Un teste al processo Regeni: “007 egiziani chiesero la copia del suo passaporto”

Ascoltata in modalità protetta per ragioni di sicurezza una donna tedesca che divideva l’appartamento con il ricercatore ucciso e El Sayed.

Roma – Nuovi sviluppi nel processo per fare luce sulla morte di Giulio Regeni. Un presunto appartenente ai servizi segreti egiziani, poco prima di Natale nel 2015, si recò nell’abitazione del ricercatore italiano al Cairo e chiese al suo coinquilino copia del suo passaporto. E’ quanto ha riferito in aula il “teste Beta”, una cittadina tedesca che all’epoca dei fatti divideva l’appartamento con Regeni e Mohamed El Sayed, sentita in modalità protetta per ragioni di sicurezza nell’ambito del processo a carico di quattro 007.

“El Sayed – ha detto il teste – mi ha riferito che un giorno di metà dicembre venne a casa nostra la polizia e chiese copia del documento di Giulio.
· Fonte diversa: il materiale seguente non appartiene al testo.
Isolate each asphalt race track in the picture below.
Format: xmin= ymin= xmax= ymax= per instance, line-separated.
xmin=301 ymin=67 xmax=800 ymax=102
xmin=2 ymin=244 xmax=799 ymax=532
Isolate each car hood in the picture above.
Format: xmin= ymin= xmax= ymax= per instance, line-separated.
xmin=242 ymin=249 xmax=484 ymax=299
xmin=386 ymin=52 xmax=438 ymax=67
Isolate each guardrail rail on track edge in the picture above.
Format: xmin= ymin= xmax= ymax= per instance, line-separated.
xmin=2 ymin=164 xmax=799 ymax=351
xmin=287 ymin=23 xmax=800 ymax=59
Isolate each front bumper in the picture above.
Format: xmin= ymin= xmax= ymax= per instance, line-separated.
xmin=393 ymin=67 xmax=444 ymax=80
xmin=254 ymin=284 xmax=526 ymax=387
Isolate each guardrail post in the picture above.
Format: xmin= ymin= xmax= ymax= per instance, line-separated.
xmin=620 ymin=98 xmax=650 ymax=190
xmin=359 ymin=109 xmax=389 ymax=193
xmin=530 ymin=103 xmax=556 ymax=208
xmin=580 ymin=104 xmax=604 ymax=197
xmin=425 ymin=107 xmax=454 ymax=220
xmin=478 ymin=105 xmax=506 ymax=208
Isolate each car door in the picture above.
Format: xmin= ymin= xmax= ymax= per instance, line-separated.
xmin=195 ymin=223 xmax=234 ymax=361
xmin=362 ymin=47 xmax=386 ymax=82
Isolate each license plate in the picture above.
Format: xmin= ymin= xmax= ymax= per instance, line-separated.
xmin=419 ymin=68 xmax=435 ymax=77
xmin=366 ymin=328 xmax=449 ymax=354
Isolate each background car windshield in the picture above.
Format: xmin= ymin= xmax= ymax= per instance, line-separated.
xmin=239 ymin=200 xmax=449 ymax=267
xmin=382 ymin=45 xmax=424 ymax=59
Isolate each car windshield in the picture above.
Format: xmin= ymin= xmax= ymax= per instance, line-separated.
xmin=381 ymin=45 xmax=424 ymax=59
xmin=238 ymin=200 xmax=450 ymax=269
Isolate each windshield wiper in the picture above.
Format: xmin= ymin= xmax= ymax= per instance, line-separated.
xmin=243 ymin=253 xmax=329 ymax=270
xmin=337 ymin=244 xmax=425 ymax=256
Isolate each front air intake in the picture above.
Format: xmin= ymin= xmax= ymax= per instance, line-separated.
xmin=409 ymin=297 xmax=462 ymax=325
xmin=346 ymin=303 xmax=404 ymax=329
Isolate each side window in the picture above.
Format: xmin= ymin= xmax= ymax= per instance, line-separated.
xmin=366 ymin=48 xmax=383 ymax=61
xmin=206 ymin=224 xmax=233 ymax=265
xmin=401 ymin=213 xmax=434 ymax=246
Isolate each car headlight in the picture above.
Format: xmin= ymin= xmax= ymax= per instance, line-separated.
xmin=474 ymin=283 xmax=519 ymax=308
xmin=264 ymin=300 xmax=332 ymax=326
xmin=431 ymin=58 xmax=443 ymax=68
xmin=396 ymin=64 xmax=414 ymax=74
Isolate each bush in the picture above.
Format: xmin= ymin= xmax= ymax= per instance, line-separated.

El Sayed era convinto che questo controllo era stato fatto dalla National Security, il servizio segreto egiziano. Io non ero presente ma lui aveva questa idea e si impaurì per questo”. Nel corso dell’audizione la testimone, che in Egitto lavorava come insegnante di tedesco in una scuola privata, ha raccontato che El Sayed “si scambiò il telefono con l’agente dei servizi e non raccontò della visita a Giulio. Gli disse solo che gli stranieri devono dare documenti e presentarsi alla stazione di polizia. Forse aveva un sospetto che lui aveva fatto qualcosa che non doveva fare”.

Giulio Regeni

A giugno scorso, come era emerso nell’udienza del processo a carico di quattro 007 accusati di avere sequestrato, torturato ed ucciso il ricercatore friulano, la Farnesina aveva trasmesso ai pm di Roma una nota della Procura Generale del Cairo in cui si affermava che è “impossibile eseguire le richieste di assistenza giudiziaria” per fare ascoltare quattro testimoni egiziani nel processo. Il procuratore aggiunto, Sergio Colaiocco, aveva citato per l’udienza di giugno quattro testimoni: tra loro anche il sindacalista Said Abdallah, la coordinatrice di un Centro per i diritti economici e sociali, Hoda Kamel Hussein e Rabab Ai-Mahdi, la tutor di Regeni al Cairo.

Alla luce dell’ennesimo rifiuto da parte delle autorità del Cairo, la Procura capitolina aveva chiesto alla Corte d’Assise di potere acquisire le testimonianze dei testi “assenti” raccolte nel corso delle indagini. “Siamo in presenza di persone che non hanno scelto liberamente di non essere qui. Le abbiamo tentate tutte per portare i testi qui”, aveva spiegato davanti alla Corte d’Assise il rappresentate dell’accusa. Il processo si è aperto a febbraio scorso. Le indagini sull’omicidio del ricercatore italiano vanno avanti da anni, sebbene complicate dall’ostruzionismo delle autorità egiziane.

L’impasse giuridico è stato poi sbloccato da una sentenza della Corte Costituzionale che nel settembre scorso ha disposto l’avvio del processo ritenendo che gli imputati con ogni probabilità siano da ritenere a conoscenza delle accuse a loro carico, anche se irreperibili. La pronuncia della Consulta ha permesso il rinvio a giudizio e l’inizio del dibattimento in aula. Gli imputati sono quattro agenti della National Security.